Ce « quelque chose » a pris la forme d’un camion. Pas n’importe lequel : un Unimog de 6,4 tonnes, ancien gladiateur du Paris-Dakar, transformé par leurs soins en une maison roulante avec un mur d’escalade déployable. Baptisé Andrea, ce colosse de métal porte un nom qui intrigue. « Nina m’avait toujours dit qu’elle aimait ce prénom et qu’elle voudrait appeler un de nos enfants Andrea. Mais moi, je n’aimais pas du tout. Alors quand il a fallu trouver un nom pour le projet, je me suis dit : parfait, on l’appelle Andrea, et comme ça, nos enfants ne s’appelleront pas comme ça. » Nina acquiesce en souriant : « Aujourd’hui, Andrea, c’est bien plus qu’un prénom ou un nom de projet. Ça représente ce qu’on a voulu construire ensemble, en combinant nos vies et nos passions. »


Leur ambition ? Traverser les frontières, au propre comme au figuré.


« On voulait apporter l’escalade là où elle n’existe pas. Des quartiers oubliés, des camps de réfugiés, des lieux où grimper signifie s’évader, ne serait-ce qu’un instant. »

Andrea Escalade
© Jeremy Bernard
Andrea escalade
© Jeremy Bernard

Andrea, ou le mur qui unit


Andrea est un paradoxe ambulant : massif, presque intimidant, mais capable de créer une proximité immédiate. À son bord, un mur de 3,30 mètres de haut, montable en cinq heures, devient le point de convergence de toutes les rencontres. « Quand on installe ce mur, on voit les visages s’éclairer », raconte Nina.


« C’est un outil simple, mais il abolit les différences. Devant une paroi, il n’y a plus d’âge, plus de genre, plus d’origine. Juste un corps et une gravité à apprivoiser. »

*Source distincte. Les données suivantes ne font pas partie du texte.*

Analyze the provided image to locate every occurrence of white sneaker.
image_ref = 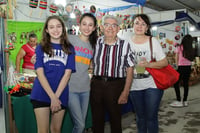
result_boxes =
[169,101,183,107]
[183,101,188,107]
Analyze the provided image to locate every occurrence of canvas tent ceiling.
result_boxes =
[69,0,138,12]
[10,0,200,29]
[13,0,140,21]
[145,0,200,13]
[148,9,200,30]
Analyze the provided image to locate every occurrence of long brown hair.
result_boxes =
[41,15,72,57]
[181,34,194,61]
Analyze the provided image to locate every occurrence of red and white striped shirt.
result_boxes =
[93,36,134,78]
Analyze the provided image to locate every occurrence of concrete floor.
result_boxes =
[0,107,5,133]
[103,82,200,133]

Le premier test grandeur nature a eu lieu à Vulcan, un quartier déshérité de Roumanie surnommé ironiquement « Dallas ». « On était entourés d’immeubles décrépits, de routes poussiéreuses, et au milieu de ça, ce mur coloré. Les enfants n’en revenaient pas », se souvient Jérémy. Une petite compétition improvisée a vu les gagnants repartir avec des chaussons d’escalade. « Ce n’était pas grand-chose, mais dans leurs regards, c’était immense. »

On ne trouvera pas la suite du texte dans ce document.